Don't know about other countries models, but US models have a placard in the door jam or behind the glove box or center bin cover that contains the manufacturer's recommended tire pressure, and they are usually fairly low to give ride comfort, but may contain additional recommendations for high speed driving. Each country probably had their own homologation requirements for recommended pressure and how it is displayed.
Alternatively, you could check your owner's manual to see if recommended tire pressures are contained there.
As a final sanity check, find the Max load @ max pressure placarded on the tire and compare it to the normal weight of the car and use common sense as to what pressure is sufficient to carry the actual load that the tires see in service.
Chances are that 28 psi is adequate, but very high ambient temperatures or high speed driving would call for higher pressures to maintain a reasonable safety margin. Also, lower pressures will reduce steering response.

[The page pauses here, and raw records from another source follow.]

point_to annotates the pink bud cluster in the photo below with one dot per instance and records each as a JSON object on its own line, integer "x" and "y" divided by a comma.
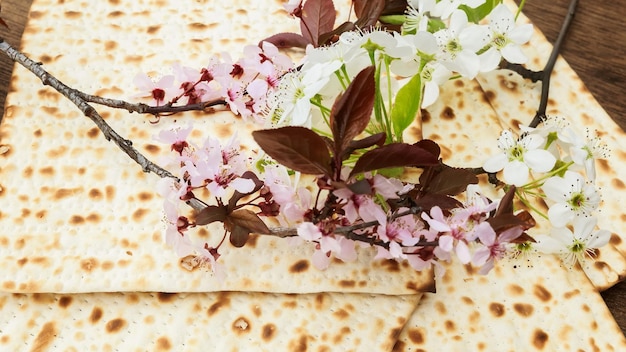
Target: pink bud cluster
{"x": 243, "y": 85}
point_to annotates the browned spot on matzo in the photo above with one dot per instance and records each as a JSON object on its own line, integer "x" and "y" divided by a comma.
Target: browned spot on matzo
{"x": 45, "y": 337}
{"x": 523, "y": 309}
{"x": 115, "y": 325}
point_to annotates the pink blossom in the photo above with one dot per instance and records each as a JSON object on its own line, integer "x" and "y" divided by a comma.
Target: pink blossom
{"x": 327, "y": 244}
{"x": 493, "y": 247}
{"x": 360, "y": 206}
{"x": 294, "y": 201}
{"x": 454, "y": 237}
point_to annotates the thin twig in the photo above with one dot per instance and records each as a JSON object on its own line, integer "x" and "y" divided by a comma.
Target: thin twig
{"x": 71, "y": 94}
{"x": 148, "y": 109}
{"x": 534, "y": 76}
{"x": 547, "y": 70}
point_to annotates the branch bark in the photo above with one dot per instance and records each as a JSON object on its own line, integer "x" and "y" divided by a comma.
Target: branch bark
{"x": 76, "y": 97}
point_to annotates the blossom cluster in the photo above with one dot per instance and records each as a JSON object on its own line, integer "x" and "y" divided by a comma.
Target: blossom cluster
{"x": 357, "y": 206}
{"x": 365, "y": 220}
{"x": 243, "y": 84}
{"x": 556, "y": 164}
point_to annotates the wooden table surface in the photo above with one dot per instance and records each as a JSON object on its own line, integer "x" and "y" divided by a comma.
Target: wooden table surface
{"x": 594, "y": 48}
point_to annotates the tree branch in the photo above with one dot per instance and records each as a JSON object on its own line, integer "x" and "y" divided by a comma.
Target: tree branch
{"x": 147, "y": 109}
{"x": 75, "y": 97}
{"x": 547, "y": 70}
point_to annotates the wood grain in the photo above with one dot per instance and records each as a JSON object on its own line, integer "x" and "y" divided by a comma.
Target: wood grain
{"x": 594, "y": 48}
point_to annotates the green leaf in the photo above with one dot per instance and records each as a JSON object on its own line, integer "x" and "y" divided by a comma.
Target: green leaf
{"x": 394, "y": 155}
{"x": 297, "y": 148}
{"x": 477, "y": 14}
{"x": 406, "y": 106}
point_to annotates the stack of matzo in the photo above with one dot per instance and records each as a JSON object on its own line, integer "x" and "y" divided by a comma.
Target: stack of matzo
{"x": 81, "y": 252}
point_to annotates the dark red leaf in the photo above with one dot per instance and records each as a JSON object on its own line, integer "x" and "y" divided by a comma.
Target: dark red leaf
{"x": 239, "y": 236}
{"x": 352, "y": 111}
{"x": 361, "y": 187}
{"x": 394, "y": 155}
{"x": 318, "y": 17}
{"x": 429, "y": 145}
{"x": 287, "y": 40}
{"x": 247, "y": 219}
{"x": 297, "y": 148}
{"x": 395, "y": 7}
{"x": 332, "y": 36}
{"x": 447, "y": 180}
{"x": 211, "y": 214}
{"x": 232, "y": 202}
{"x": 375, "y": 139}
{"x": 501, "y": 223}
{"x": 369, "y": 141}
{"x": 369, "y": 11}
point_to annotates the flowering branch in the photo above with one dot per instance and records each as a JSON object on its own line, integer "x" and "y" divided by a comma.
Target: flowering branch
{"x": 142, "y": 108}
{"x": 545, "y": 74}
{"x": 75, "y": 97}
{"x": 348, "y": 88}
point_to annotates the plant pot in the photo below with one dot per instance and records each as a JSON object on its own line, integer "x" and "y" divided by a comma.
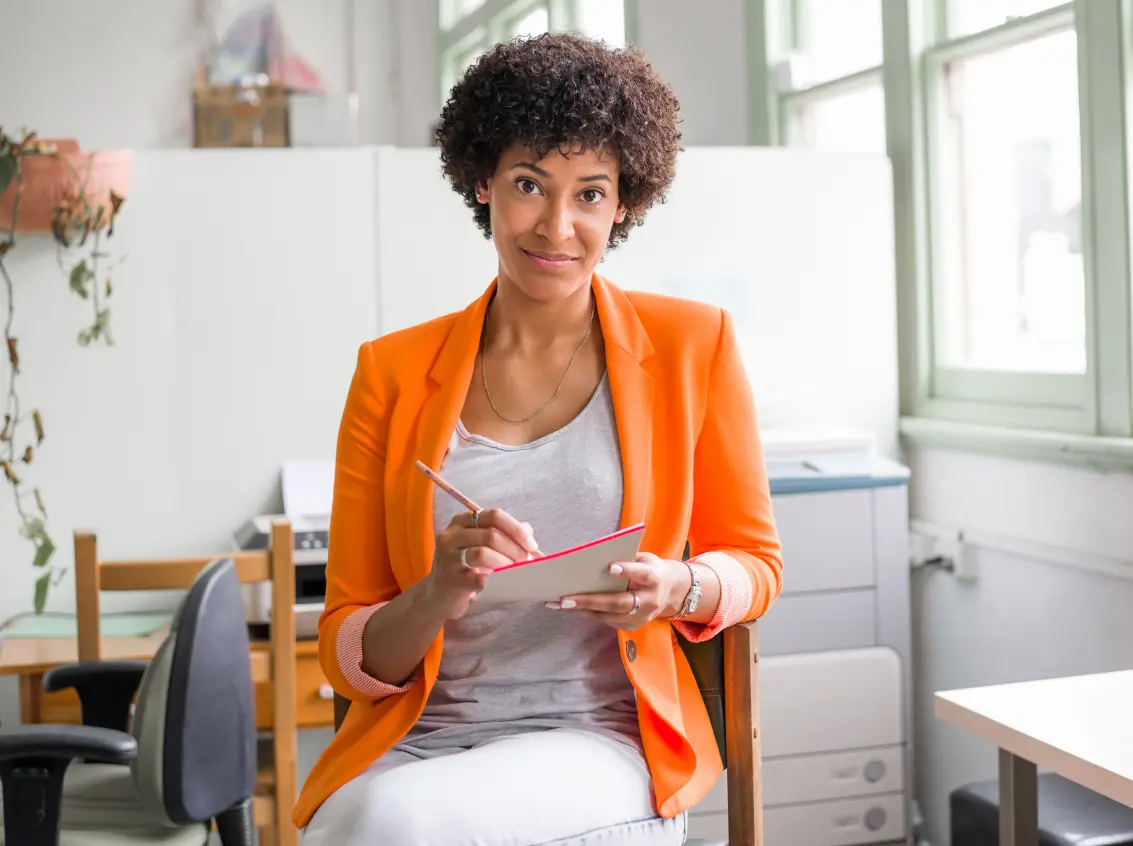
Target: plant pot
{"x": 50, "y": 180}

One should never go below OEM recommended pressures but higher cold pressures - up to the maximum placarded on the tire will yield better handling, lower fuel consumption, and increase tire life but the ride will be harsher. The recommended pressures for the OEM 185/65VR-15 tires on my 190E 2.6 are 23/29, if I recall correctly, and the car drove horribly. To mitigate the understeer and give decent steering response I ran them at 42/36. The were placarded at 44 psi max cold pressure. I run 36/32 on the currently installed 205/55ZR-15 Dunlop Sport 8000s on 6.5" 300E wheels.